I'm interested in an newer assembly of an organism available by NCBI but not by Ensembl. However, I still want to use the gene definitions by Ensembl. The annotation file on Ensembl has the coordiates based on the previous assembly. I see on NCBI Sequence Viewer 3.49.0 that it shows Ensembl gene annoations track suitable with the newer assembly I'm interested in. I assume that the coordinates of the gene annotation are corrected to match the newer assembly. However, NCBI Sequence Viewer 3.49.0 allows downloading a some range of a single chromosome. I wonder if there is a way of downloading the entire annoatation file matching the coordinates of the newer assembly by Ensembl, which is not available on the website of Ensembl.
Can you post a screenshot (and provide some information about what organism this is)? Point out the track you are referring to. If it is precomputed then it may be available.
Thank you for your response!
The organism is bovine (Bos taurus). A contamination was discovered for the latest two assemblies ARS-UCD1.2 (bosTau9), ARS-UCD1.3 (bosTau9), both referred to as bosTau9.
Now, there is a newer assembly, ARS-UCD2.0 (bosTau9), whose screenshot I have attached. The second track named Genes, Ensembl release 112, is the one I would like to retrieve.
The annotation files on Ensembl website for bovine is based on the assembly ARS-UCD1.3. I would like to download Ensembl gene annotation file compatible with ARS-UCD2.0.
Hello, may I ask which annotation file you finally chose? I am using the ARS-UCD2.0 from RefSeq , but the RefSeq annotation file is too difficult for me to deal with, as many transcript_id values are missing. Can I use the Ensembl annotation file instead if I change the chromosome names?
It is generally safer to use the sequence/annotations from the same provider. So if you want to use Ensembl annotation use the corresponding genome http://ftp.ensembl.org/pub/rapid-release/species/Bos_taurus/GCA_002263795.3/ensembl/genome/Bos_taurus-GCA_002263795.3-unmasked.fa.gz
Thx, actually I have used the genome from RefSeq, so I have to choose this annotation file from RefSeq. I need to quantify the gene expression but the annotation file from RefSeq contains some items without transcript_id, It also contains some pseudo gene ,tRNA I don't know how to deal with it ,I am trying to find a solution. Could you give me some suggestions?

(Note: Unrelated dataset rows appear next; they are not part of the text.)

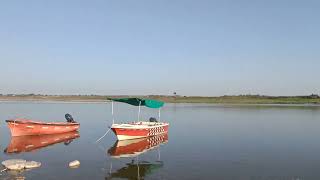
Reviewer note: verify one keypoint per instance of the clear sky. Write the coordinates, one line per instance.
(141, 47)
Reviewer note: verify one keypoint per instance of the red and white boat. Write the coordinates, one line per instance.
(135, 147)
(139, 129)
(24, 127)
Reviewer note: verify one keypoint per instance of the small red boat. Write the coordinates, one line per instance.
(31, 143)
(23, 127)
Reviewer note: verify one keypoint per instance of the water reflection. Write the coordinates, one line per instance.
(30, 143)
(136, 169)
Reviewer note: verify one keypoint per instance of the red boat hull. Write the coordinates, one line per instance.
(24, 127)
(137, 130)
(134, 147)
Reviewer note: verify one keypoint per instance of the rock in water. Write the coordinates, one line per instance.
(14, 164)
(32, 164)
(74, 164)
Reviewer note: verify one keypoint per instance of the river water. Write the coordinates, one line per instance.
(204, 142)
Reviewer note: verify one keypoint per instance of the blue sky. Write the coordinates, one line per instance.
(146, 47)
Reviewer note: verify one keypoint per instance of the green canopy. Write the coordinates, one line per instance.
(138, 101)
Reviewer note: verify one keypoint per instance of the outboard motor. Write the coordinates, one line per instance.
(153, 119)
(69, 118)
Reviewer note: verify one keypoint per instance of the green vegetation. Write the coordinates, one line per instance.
(241, 99)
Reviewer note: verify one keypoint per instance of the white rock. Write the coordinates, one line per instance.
(74, 164)
(32, 164)
(13, 161)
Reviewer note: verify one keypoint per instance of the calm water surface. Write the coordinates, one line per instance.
(204, 142)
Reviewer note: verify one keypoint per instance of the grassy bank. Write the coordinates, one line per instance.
(247, 99)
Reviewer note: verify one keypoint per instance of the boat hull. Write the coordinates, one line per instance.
(23, 127)
(139, 130)
(20, 144)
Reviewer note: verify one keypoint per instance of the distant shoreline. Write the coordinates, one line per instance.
(241, 99)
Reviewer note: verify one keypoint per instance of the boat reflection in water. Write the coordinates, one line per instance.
(30, 143)
(136, 169)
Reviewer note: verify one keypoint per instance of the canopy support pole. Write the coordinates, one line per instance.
(139, 111)
(112, 112)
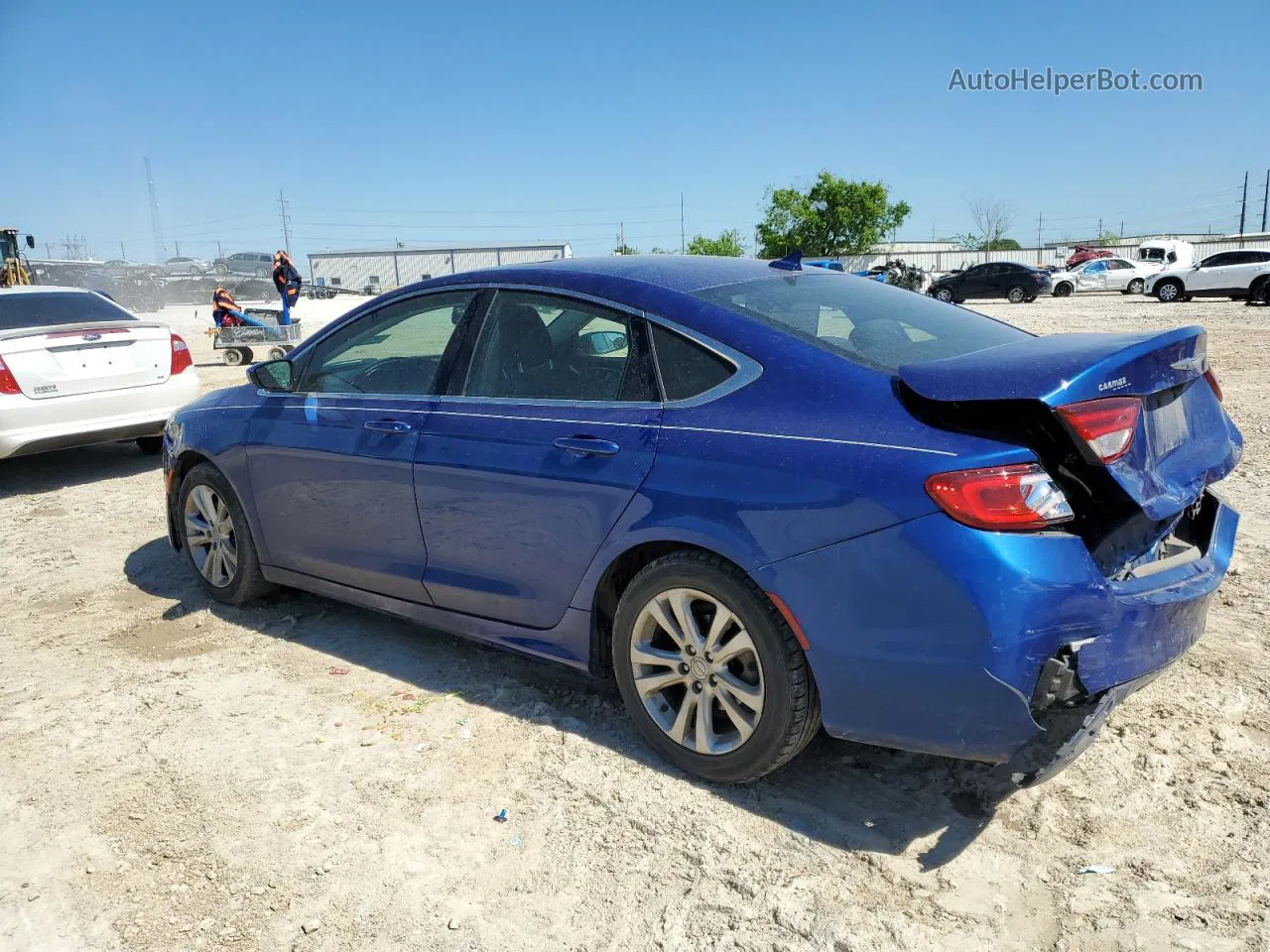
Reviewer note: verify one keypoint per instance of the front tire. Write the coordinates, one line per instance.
(217, 539)
(710, 670)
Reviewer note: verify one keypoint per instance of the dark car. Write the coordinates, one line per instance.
(1007, 280)
(760, 497)
(255, 263)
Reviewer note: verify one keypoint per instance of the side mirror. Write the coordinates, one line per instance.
(275, 376)
(599, 343)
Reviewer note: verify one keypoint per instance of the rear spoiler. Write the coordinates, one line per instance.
(72, 327)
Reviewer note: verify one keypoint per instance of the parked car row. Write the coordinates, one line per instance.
(1166, 272)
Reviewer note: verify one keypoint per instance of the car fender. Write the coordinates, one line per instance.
(214, 428)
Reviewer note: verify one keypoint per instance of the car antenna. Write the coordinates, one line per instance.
(793, 262)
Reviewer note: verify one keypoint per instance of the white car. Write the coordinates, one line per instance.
(186, 266)
(1103, 275)
(76, 368)
(1232, 275)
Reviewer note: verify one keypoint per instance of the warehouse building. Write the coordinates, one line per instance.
(385, 270)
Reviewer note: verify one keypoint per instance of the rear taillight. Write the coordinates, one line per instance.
(1002, 498)
(181, 357)
(1211, 381)
(8, 382)
(1106, 425)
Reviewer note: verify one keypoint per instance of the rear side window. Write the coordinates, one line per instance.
(56, 307)
(688, 368)
(864, 321)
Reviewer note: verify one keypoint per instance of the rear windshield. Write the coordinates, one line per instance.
(55, 307)
(862, 320)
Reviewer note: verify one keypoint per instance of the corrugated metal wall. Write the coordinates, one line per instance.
(947, 261)
(404, 267)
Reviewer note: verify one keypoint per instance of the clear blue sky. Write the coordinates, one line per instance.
(435, 122)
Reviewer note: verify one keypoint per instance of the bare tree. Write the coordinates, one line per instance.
(992, 220)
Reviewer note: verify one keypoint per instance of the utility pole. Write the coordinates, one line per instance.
(681, 223)
(155, 226)
(1265, 200)
(1243, 207)
(286, 220)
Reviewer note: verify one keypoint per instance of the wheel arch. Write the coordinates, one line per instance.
(186, 461)
(615, 575)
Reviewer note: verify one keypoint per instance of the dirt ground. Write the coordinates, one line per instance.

Are you using "transcript_ID" as key for counting with
featureCounts
? Then you should only get counts for those rows that have that key. Summarize at the gene level unless you have a specific need to do transcript level counts.I’m using salmon pipeline and it will output the tans-level quantification values,but I need gene-level values, so I have to use tximport to get it which needs a file that contains information from transcript_id to gene_id. The gff file contains some items without transcript_id which will be dropped when generate the file that from transcript_id to gene id.